Joy in Mudville
by Tom Damm
If you were lucky enough to catch one of the record number of home run balls hit in Major League ballparks this year, you may have noticed that the ball didn’t look brand new – that there was some sort of film over it. Mud to be exact.
All baseballs used in the professional leagues are rubbed up before games with mud found only at a secret location along a tributary of the Delaware River. It’s been that way for decades.
After a batter was killed with an errant pitch in 1920, the search was on for a substance to give a fresh baseball a better grip without altering its integrity. Chewing tobacco juice and infield dirt mixed with water were among the remedies tried to no avail. In 1938, Lena Blackburne, a coach for the old Philadelphia Athletics, found mud with just the right composition at a spot off the New Jersey side of the river. And it’s been used ever since.
What makes this mud so special?
“It’s two very simple things,” says Jim Bintliff, who has continued the family mud supply operation his grandfather started with Blackburne. “It’s the geology and the geography. The mineral content of the area is unique and there has to be a certain flow to the waterway that allows for sediment and decomposition (of the organic matter) and all that good stuff.”
As to claims by some pitchers that this year’s World Series balls seem slicker than usual, Bintliff says, “They’re using the same mud they used during the (regular) season.” Bintliff supplied the Dodgers and Astros and the rest of the teams with their mud allotments in March.

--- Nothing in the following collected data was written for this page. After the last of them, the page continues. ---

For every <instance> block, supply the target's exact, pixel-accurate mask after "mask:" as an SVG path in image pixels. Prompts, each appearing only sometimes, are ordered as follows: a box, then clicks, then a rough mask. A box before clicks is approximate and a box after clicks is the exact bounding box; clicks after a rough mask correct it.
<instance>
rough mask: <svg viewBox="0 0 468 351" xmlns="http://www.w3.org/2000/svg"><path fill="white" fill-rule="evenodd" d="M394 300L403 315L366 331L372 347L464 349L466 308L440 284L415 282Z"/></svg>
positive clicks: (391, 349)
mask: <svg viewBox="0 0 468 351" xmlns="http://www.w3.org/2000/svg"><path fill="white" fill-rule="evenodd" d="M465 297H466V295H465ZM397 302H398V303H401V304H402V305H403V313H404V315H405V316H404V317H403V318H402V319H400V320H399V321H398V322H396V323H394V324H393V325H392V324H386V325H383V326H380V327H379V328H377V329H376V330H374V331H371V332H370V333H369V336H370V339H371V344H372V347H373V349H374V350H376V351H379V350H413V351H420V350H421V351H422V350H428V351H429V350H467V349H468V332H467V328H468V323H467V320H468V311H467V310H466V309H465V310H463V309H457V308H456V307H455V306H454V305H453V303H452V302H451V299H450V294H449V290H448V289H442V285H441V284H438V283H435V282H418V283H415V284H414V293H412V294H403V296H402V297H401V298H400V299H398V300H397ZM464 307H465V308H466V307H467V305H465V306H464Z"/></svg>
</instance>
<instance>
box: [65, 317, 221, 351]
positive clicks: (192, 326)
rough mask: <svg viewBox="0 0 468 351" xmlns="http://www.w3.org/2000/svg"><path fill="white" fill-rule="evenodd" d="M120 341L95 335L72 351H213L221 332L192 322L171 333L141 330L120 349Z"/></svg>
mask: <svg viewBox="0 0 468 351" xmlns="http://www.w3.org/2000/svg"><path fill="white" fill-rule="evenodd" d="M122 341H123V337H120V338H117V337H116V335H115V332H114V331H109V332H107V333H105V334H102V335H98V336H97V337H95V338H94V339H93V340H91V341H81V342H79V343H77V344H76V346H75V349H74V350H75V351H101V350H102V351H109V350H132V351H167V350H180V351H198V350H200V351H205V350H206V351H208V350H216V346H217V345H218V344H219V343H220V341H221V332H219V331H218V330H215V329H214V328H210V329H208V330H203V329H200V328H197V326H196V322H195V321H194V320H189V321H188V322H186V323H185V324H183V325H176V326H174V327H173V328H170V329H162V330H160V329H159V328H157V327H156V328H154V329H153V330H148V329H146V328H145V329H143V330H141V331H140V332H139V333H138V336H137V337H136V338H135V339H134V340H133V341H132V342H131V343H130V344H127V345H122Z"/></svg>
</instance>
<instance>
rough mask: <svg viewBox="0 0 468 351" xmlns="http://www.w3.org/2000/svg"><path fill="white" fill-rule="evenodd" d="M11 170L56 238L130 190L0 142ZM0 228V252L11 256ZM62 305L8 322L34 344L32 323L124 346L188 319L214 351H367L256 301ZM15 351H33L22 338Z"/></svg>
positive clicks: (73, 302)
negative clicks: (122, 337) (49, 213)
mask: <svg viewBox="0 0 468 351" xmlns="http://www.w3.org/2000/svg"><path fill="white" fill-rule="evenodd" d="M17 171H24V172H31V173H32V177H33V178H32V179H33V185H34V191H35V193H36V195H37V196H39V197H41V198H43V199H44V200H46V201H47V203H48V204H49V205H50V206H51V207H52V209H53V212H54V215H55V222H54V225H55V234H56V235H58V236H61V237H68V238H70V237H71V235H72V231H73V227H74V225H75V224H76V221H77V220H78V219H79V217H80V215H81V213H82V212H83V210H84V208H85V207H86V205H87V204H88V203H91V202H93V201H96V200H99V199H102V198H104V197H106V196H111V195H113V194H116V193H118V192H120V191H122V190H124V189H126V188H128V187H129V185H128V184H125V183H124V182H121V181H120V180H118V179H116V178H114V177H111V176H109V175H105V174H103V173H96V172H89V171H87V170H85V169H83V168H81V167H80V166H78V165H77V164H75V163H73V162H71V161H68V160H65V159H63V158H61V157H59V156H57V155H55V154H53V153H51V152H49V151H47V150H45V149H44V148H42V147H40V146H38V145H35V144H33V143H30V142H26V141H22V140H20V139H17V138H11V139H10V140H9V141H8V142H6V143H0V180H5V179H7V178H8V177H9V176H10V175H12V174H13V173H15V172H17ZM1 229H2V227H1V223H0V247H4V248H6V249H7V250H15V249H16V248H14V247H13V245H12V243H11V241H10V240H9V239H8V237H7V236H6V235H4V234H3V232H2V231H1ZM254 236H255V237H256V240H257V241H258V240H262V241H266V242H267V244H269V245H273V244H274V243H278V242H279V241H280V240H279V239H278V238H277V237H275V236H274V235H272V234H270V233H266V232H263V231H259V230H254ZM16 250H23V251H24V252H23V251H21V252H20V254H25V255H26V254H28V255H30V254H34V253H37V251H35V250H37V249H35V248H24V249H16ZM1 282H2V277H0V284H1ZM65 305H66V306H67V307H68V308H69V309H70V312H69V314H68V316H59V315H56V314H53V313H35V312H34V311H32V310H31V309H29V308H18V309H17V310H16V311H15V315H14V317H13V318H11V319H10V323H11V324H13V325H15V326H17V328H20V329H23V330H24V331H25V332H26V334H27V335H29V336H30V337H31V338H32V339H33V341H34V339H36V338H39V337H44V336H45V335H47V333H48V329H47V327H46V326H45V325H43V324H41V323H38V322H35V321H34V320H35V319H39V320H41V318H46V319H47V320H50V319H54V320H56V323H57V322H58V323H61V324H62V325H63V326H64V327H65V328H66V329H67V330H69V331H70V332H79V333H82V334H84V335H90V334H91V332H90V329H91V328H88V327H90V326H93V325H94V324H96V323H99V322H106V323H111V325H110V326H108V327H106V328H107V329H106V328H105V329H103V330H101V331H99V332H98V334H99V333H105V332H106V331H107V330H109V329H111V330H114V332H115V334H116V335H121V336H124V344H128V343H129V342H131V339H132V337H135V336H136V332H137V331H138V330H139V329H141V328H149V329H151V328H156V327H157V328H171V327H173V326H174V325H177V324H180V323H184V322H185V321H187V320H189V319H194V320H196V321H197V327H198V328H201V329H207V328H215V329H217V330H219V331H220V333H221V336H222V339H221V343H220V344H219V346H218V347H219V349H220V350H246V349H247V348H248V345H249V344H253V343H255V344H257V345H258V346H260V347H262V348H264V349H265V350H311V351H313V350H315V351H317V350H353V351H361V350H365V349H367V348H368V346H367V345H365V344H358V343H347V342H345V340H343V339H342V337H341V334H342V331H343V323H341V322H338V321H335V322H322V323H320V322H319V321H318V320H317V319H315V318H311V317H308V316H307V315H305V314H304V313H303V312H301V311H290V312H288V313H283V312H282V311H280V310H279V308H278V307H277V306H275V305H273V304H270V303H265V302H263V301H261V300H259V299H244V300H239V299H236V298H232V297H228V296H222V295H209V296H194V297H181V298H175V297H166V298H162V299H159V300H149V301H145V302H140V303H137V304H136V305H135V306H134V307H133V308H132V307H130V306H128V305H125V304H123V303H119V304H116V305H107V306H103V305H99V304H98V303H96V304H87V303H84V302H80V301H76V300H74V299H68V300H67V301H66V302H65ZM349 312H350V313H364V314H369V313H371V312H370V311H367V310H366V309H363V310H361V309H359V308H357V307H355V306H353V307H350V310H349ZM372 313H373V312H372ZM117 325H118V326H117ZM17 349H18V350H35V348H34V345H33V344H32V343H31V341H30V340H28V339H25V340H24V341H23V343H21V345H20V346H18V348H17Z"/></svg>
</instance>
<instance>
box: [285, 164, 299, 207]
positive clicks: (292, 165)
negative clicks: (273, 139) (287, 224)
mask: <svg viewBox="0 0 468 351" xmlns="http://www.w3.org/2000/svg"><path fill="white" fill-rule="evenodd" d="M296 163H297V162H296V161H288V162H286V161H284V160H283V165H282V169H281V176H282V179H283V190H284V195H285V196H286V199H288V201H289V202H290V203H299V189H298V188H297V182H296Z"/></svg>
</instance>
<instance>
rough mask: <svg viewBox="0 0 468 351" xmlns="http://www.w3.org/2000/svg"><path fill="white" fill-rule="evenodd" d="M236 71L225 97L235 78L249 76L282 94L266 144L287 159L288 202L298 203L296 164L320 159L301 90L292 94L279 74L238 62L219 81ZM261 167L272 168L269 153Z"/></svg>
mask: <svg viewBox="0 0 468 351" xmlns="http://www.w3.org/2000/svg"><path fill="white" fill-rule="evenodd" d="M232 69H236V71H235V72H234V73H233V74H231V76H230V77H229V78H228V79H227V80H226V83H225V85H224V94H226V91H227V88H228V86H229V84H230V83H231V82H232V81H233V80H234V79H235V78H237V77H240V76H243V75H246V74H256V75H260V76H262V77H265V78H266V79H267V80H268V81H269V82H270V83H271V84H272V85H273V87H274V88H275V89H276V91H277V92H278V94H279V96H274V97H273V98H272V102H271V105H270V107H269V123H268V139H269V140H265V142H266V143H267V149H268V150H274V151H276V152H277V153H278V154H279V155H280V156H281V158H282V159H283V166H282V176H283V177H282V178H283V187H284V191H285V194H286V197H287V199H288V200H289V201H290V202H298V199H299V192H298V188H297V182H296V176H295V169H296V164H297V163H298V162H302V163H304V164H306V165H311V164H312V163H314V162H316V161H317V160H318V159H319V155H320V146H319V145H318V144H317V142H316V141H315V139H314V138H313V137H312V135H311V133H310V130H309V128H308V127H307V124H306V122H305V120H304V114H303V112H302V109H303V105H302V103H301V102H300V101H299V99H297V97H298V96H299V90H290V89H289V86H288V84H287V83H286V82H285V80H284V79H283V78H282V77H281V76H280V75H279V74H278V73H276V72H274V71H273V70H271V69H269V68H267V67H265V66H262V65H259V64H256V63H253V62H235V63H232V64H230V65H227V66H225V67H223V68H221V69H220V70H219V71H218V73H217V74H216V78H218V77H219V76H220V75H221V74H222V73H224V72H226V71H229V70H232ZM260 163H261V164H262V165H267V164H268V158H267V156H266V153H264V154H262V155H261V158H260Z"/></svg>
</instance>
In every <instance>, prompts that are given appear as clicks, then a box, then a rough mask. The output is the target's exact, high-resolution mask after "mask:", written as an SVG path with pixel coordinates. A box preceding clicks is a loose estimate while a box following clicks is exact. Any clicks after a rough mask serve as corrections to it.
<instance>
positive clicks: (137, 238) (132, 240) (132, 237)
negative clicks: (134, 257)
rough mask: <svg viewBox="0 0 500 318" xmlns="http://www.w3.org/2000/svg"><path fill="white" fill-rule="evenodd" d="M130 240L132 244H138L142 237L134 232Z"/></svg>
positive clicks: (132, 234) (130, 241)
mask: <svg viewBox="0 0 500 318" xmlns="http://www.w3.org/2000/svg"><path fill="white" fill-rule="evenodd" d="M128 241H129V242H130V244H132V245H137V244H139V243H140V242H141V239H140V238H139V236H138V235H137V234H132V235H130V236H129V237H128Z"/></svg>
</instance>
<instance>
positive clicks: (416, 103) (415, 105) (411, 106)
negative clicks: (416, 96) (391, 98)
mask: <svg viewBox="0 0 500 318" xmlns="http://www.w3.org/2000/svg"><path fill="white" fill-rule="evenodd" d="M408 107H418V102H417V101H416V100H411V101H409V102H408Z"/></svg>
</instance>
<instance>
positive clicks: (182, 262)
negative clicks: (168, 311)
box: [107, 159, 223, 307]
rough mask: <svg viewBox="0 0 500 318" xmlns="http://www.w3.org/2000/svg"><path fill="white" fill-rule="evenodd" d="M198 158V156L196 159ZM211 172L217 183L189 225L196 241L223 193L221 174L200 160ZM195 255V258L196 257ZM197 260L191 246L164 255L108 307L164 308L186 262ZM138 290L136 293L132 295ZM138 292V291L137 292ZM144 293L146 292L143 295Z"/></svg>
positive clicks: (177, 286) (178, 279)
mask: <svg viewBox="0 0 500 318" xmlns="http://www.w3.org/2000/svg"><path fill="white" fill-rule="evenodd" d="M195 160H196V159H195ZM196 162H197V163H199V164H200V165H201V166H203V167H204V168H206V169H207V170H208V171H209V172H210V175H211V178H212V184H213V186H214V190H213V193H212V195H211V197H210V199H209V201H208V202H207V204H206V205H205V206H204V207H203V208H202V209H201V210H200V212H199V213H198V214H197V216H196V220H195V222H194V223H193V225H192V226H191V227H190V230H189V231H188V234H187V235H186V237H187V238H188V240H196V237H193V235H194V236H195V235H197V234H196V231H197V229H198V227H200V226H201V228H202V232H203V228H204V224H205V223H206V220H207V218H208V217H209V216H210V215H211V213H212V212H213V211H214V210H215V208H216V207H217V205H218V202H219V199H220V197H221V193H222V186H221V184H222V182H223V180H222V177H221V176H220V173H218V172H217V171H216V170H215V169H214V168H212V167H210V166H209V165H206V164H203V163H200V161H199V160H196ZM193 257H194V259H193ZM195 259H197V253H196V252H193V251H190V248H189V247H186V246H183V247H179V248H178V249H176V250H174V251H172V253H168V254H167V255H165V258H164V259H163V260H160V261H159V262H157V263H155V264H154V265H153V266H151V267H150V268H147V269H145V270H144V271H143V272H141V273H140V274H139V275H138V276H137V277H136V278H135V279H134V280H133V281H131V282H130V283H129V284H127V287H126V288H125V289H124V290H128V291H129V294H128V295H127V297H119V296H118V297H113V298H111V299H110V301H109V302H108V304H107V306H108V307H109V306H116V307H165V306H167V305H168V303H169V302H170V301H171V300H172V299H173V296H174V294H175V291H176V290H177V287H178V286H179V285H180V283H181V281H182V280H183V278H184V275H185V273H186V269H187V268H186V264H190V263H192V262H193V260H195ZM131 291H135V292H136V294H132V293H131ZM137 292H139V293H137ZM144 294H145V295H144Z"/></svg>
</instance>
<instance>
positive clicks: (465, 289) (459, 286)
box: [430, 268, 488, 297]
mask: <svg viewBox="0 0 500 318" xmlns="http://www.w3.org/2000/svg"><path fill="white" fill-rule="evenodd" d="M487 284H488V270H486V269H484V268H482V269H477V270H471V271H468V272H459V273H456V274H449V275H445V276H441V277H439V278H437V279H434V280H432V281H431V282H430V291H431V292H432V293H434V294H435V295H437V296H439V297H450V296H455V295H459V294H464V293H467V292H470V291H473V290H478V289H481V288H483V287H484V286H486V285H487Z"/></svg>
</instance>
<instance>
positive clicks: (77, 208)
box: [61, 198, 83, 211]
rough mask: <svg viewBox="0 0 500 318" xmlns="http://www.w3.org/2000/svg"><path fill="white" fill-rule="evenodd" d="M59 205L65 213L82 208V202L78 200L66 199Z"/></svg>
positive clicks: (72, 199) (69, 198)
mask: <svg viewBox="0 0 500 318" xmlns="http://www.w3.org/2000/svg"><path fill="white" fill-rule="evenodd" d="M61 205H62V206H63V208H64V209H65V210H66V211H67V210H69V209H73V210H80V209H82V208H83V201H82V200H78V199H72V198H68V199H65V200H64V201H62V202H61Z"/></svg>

Bintliff says that in addition to all the pro baseball teams, he provides mud to “probably half of the NFL teams,” as well as to a posh Philadelphia spa and an assortment of college and recreational leagues. He also uses it as a home remedy for poison ivy and bee stings.
According to Bintliff, the skimmed mud is strained of foreign objects and then cured for about six weeks. A proprietary ingredient is added to the mix to give it the right feel. The texture of the finished product is like thick pudding.
The rubbing mud is an unusual, though representative example of the “ecosystem services” provided by the Delaware Basin. The basin is a focus of cleanup and preservation efforts by two EPA regions, four states and a host of other partners.
So, while the Phillies team didn’t make the playoffs this year, the Philadelphia area was represented in the post-season by a touch of the Delaware on the cover of every baseball. Little solace to fans, but a handy bit of trivia.